Unit Planning Guide


Donna Ogle, Ed.D., Professor of Education at National Louis University

Steps for unit planning:

  1. Decide on grades and subject areas for the unit.
  2. Draft the theme or focus of the unit (thinking of content to be learned, possible big ideas and essential questions). Also think of the general time frame for this unit; for example, 2–3 weeks or up to 8 weeks.
  3. Examine curriculum foci for the grade level(s) under consideration. Can links easily be made to the social studies, visual arts, and English language arts/reading curriculums?
  4. Determine which of the national content standards can be developed (and assessed) within the unit.
  1. Pick works of art that relate to the unit theme and are appropriate for the grade(s). Further research the works to confirm and identify connections to unit focus and essential questions. (Museums or other organizations that own the artworks are often good places to start the search for information).
  2. Explain how the art functions in the unit: what expectations are there for developing concepts related to the art.
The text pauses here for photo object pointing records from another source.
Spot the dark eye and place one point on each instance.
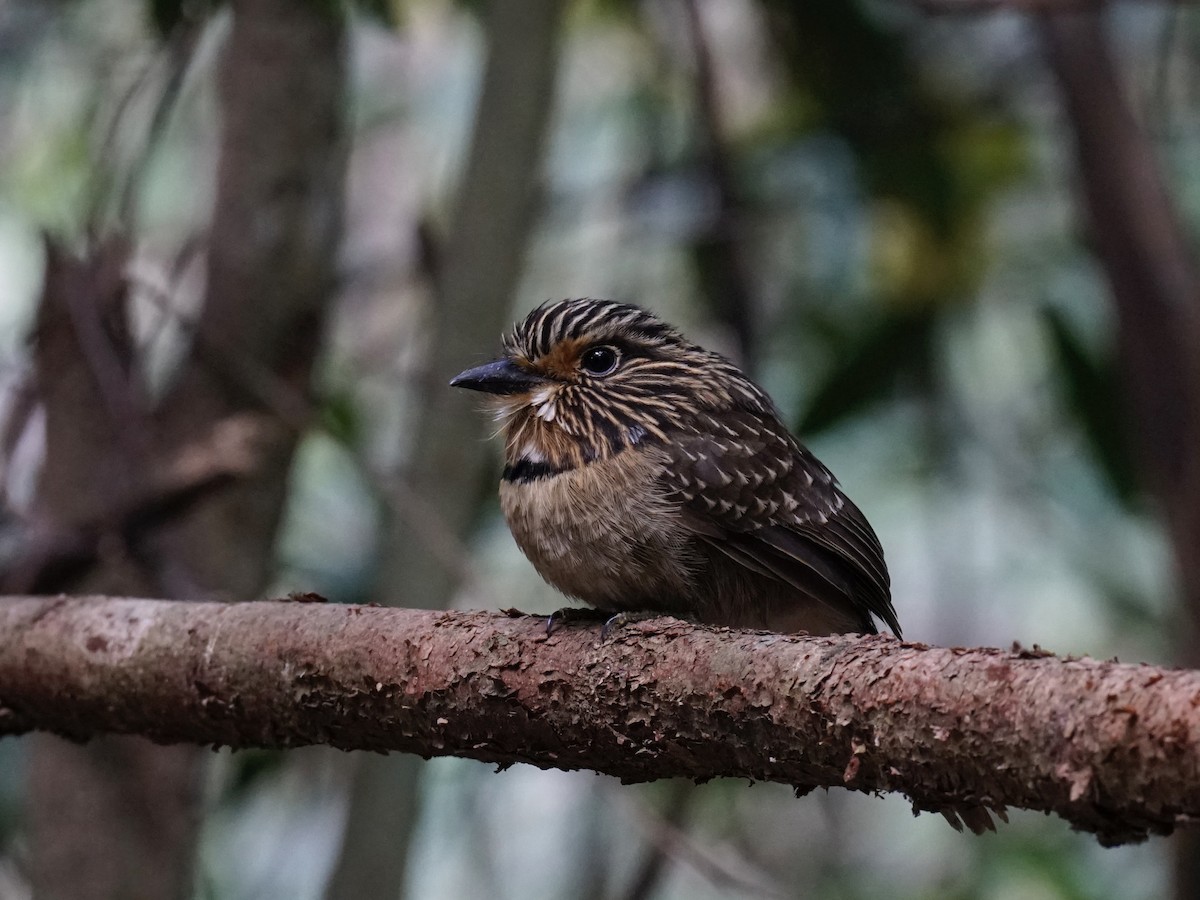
(600, 360)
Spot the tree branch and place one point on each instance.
(1114, 749)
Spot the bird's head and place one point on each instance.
(606, 376)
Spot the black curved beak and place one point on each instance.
(499, 377)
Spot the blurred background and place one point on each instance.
(949, 237)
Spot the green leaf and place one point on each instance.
(870, 366)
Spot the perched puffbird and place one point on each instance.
(647, 474)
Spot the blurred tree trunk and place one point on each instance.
(478, 271)
(1156, 291)
(117, 819)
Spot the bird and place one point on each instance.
(645, 474)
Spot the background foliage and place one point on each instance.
(869, 205)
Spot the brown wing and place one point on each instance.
(761, 498)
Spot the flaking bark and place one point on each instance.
(1111, 748)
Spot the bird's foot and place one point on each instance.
(569, 615)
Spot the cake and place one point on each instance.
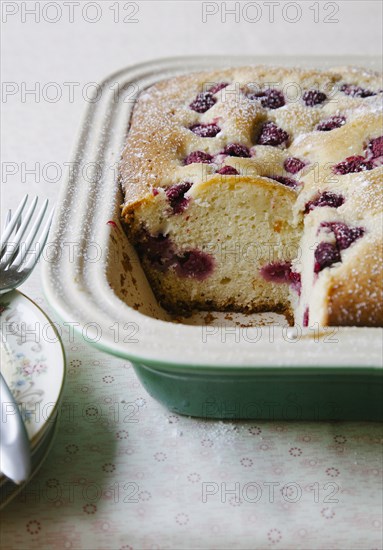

For example, is the art used to help students think deeply about the social studies or language arts content of the unit or is the art used to help students increase their understanding of style, composition, or perspective in art, or all of the above, or something more? How many works of art are needed?
  3. How will achievement of the unit objectives be assessed? Is there a big project that involves both art and other discipline-based content? What ongoing formative assessments will be developed?
  4. Collect potential written texts and other visual objects that provide alternative perspectives on the targeted work(s) of art that will help students engage more deeply and productively with the visual experiences and will develop their ability to think critically about perspective of artists and potential interpretations.
  5. Write several short texts if appropriate ones are not available.
  6. Identify key vocabulary that students will need to know and use throughout the unit. Develop ways to assess their familiarity with the terms and also help them expand their understanding and use of these words and phrases.

Initiating the Unit Plan

  1. Think carefully about which of the standards can be developed in this unit— looking at the discipline-specific standards and the Common Core ELA standards.  Develop an initial plan for targeted instruction on these specific standards (perhaps 2 discipline-based foci standards and 2 from ELA).  If there are three separate disciplines then the three sets of standards need to be attended to with specific lessons and some assessments provided (projects with rubrics, etc.).  Focus on standards across the disciplines that are mutually supportive so the unit will have integrity.
  2. Look more carefully at the written texts that you have available. Do some research (and check with library and content specialists) to locate as much written material as useful. How much additional written materials will need to be developed? Outline the various types of texts you have collected and insure that there is variety of perspective, text forms and that the materials are at a variety of reading levels appropriate for the grades targeted. From this analysis make a list of what additional texts need to be written.
  3. Determine what students need to do to provide evidence of their learning across the targeted standards; these products should include ways to be assessed and may include rubrics for performance. Some formative measures are also important, because students build knowledge over time and need continuing support; not all learning can be demonstrated within one final product.
  4. Begin the unit with:
    1. Overview that includes a brief description of the unit. This should explain the purpose, a summary of learning activities, and a suggested time frame.
    2. Essential questions that highlight the importance and relevance of the unit to students and that add to their learning.
    3. Enduring understandings that represent important ideas students will develop across the unit activities.
    4. Explanation of how art and other content support each other in the development of the unit objectives. This may be thought of as making the interdisciplinary connections and explaining how such an approach enhances students learning and deepens their thinking.
    5. Suggested plan for the lessons across the unit time frame. (Week 1, 2; Day 1, Day 2, etc.)
  5. Develop key lesson plans: (A minimum of 3 lessons are needed)
    1. The lesson that introduces the focal piece(s) of art and guides teachers in how to make this exploration of art most productive for the class.
    2. A lesson component that explains to students the benefit of using art as an artifact of their content learning.
    3. The lesson that goes in more depth to help students interpret aspects of the art.
    4. One or two lessons that help develop the ELA or other content standards.
    5. A lesson that introduces students to the project or culminating activity and the ways it is assessed.
    6. Lessons the teachers think are most essential.
  6. Develop assessments for use during the unit and as part of the culminating project. Rubrics or other guides for evaluation make this component most useful to teachers.
  7. Provide for some public way students can share and celebrate what they have accomplished.